The literal translation is: “The friendship between two honorable people is as plain as water.”
Lee wrote that many of her English-educated friends have difficulty grasping this concept. They would often exclaim in surprise: “Surely you have changed the saying. The relationship between two honorable people must surely be as sweet as honey.”
“No, I have not reversed the idiom,” wrote Lee, “the friendship between two good honorable people is understated. Each will help the other when help is needed even before a request for help is issued. And when one offers to help, the other would accept without feeling any obligation to return the favor.

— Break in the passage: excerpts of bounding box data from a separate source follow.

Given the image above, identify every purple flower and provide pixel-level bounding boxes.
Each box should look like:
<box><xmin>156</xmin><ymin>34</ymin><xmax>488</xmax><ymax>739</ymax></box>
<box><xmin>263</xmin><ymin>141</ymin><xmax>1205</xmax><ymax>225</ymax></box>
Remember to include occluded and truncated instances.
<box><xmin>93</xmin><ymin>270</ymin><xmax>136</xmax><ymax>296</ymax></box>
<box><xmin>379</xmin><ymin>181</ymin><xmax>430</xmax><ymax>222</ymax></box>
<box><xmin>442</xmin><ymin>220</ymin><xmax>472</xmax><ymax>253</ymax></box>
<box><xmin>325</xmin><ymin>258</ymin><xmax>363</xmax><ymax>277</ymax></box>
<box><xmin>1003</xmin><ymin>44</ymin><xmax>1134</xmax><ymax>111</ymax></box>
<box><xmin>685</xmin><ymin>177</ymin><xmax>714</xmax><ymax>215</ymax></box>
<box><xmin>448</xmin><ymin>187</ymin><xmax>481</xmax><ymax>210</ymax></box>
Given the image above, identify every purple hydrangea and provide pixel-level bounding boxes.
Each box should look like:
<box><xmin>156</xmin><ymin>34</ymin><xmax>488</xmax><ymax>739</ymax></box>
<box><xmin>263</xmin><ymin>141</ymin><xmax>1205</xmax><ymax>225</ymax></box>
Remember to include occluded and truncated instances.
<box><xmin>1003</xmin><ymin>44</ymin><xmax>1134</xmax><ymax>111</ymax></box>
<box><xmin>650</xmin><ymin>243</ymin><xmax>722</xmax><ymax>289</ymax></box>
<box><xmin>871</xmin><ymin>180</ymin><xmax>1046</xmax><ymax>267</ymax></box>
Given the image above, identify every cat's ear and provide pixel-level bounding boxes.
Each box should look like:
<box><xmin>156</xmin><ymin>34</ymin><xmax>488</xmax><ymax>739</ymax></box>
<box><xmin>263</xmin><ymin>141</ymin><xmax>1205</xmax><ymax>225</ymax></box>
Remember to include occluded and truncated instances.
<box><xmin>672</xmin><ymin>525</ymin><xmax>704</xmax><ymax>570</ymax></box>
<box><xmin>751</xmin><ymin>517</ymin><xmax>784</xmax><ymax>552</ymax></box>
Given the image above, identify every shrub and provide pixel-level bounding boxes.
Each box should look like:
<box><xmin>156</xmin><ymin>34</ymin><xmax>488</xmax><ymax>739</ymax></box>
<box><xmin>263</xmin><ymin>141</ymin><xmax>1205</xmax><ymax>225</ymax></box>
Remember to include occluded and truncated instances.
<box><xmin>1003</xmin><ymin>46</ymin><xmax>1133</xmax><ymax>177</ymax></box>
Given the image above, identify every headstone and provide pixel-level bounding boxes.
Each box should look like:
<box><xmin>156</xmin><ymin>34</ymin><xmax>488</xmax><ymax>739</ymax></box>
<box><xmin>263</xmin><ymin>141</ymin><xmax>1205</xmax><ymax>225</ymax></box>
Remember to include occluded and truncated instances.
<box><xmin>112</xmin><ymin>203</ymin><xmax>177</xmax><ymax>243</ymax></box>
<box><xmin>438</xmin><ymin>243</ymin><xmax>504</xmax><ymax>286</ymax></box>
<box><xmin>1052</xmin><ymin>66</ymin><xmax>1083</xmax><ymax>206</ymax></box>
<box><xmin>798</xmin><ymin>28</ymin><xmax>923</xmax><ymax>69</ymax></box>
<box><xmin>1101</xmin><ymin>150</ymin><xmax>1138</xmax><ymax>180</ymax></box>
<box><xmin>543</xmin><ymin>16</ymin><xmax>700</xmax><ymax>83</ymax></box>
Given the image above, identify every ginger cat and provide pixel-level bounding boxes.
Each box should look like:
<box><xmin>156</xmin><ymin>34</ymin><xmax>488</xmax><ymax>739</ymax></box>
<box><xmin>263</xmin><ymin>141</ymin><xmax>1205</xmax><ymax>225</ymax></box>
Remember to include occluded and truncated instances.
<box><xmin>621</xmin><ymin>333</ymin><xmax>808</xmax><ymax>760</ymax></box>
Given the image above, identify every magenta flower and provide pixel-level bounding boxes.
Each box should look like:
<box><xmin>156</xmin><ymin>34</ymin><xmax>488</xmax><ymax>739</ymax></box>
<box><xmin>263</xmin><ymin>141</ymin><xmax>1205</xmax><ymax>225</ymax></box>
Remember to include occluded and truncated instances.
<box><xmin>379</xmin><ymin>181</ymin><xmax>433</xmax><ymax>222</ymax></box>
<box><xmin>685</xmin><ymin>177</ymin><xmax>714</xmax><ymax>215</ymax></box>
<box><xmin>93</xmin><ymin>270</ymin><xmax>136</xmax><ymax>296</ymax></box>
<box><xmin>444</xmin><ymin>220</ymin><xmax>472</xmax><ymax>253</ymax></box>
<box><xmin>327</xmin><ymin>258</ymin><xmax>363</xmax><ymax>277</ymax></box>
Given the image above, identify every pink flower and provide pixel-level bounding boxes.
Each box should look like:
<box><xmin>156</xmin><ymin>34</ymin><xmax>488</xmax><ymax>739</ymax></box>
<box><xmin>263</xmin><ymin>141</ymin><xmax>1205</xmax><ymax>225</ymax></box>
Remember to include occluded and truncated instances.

“The ‘friendship’ between two petty people, on the other hand, is as cloying as honey. When one offers to help, the other would feel that at some point the favor would have to be returned.”
Lee concluded that “the simplest analogy for this saying is as follows: Between honorable friends, there is no account of how many favors I owe that friend and vice versa. The relationship between petty people, on the other hand, requires an accurate account, since for every favor accepted; a return favor would be expected. As far as I can help it, I avoid such friendships.”